The Presence of SIP
Leveraging SIP further, Microsoft, unlike its competitors including Cisco and IBM, has taken a different approach in respect to providing voice communications services to its customers. Microsoft has built its services around the core human element, presence (see Figure 1.9). Understanding Microsoft’s focus on presence, its vision of human-based presence services, will unlock the understanding of Microsoft’s vision of future communications and collaboration services. Think about this for a minute. Telco and networking providers have built communications technologies based on the technology itself, not considering the human element. They have confined you as an individual and companies to the actual service itself and then have built enhancements on top of this service. Microsoft took another approach. Microsoft thought about you, the individual.

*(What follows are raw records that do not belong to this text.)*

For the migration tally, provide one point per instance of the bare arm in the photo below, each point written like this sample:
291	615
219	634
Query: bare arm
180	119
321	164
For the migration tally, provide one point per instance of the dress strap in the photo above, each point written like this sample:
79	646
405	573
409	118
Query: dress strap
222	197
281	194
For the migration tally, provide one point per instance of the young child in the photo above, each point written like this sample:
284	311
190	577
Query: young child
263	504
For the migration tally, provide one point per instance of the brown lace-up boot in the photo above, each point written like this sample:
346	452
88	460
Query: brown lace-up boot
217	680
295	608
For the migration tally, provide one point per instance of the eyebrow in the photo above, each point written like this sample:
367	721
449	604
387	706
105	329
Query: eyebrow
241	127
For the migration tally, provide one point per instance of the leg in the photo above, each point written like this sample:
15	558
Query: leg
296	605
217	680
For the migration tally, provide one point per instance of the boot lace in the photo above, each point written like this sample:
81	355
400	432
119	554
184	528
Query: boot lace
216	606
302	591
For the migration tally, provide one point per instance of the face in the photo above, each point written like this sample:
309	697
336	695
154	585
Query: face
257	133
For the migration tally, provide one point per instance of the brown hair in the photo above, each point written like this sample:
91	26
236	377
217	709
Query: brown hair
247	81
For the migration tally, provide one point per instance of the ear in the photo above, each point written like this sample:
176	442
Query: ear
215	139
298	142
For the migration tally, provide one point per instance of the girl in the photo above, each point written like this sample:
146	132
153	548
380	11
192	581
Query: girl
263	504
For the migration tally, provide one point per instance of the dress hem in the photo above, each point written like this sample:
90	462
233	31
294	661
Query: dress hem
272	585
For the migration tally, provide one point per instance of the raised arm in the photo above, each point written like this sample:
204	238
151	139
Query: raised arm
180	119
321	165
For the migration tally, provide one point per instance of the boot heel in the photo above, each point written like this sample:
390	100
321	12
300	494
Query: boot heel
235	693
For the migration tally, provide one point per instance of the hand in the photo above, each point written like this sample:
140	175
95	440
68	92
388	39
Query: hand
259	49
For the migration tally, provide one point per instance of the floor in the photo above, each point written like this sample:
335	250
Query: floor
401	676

What good is the technology if you are not there to use it? What good is the technology if it cannot adapt to you as a person? The Discovery channel has a series called How It’s Made, which focuses on the manufacturing of consumer goods from crayons to baseball bats to even popsicles. These machines have advanced cameras that can sort items based on color and size. These cameras identify motion and color, and are sensitive to the touch of the item as well. Why can’t technology like this be applied to the way we communicate? When I wake up in the morning and rise out of bed, why can’t a camera or sensor be educated/programmed enough to sense my presence, my schedule, or even my health and determine what services I need in respect to contacts I can communicate with or meet with, or even to see whether I’m feeling blue? No other manufacturer of communications-based technologies is focusing on the human element. One company in particular is advertising this focus, but it is simply advertising. Microsoft is actually walking the walk without the hype and advertisement.
Figure 1.9 SIP/Presence
They have focused their communications and collaboration products based on the human element, based on human presence; and out of this foundation, they have built additional services on top. The focus on this core, critical human element, will far surpass any of its competitors as technology changes in that the core will remain the same, providing the ability to add better performing and functioning applications and hardware surrounding presence. By focusing the development of these products on the foundation of presence-based communications, Microsoft will outwit its competitors “hand over fist.”
Leveraging this presence-based model as identified in the RFC 3856 documentation, which can be found via http://www.ietf.org/, enables Microsoft applications to integrate with telephony equipment such as phone devices and PBX systems. The presence-based model also works with applications to provide better insight to users on a contacts list to identify each other’s true availability as mentioned earlier in the form of presence status indicators such as Away, Busy, Online, or Offline, which are the standard, but also extend to On the Phone, In a Conference, and In a Meeting as well as customized presence functionality so you can configure your own, such as “Gone Fishing.” Regardless, this focus on presence is the central core of Microsoft’s portfolio of voice and unified communications products and services for the future, benefiting the actual user of the technology to increase productivity and enhance collaboration capabilities.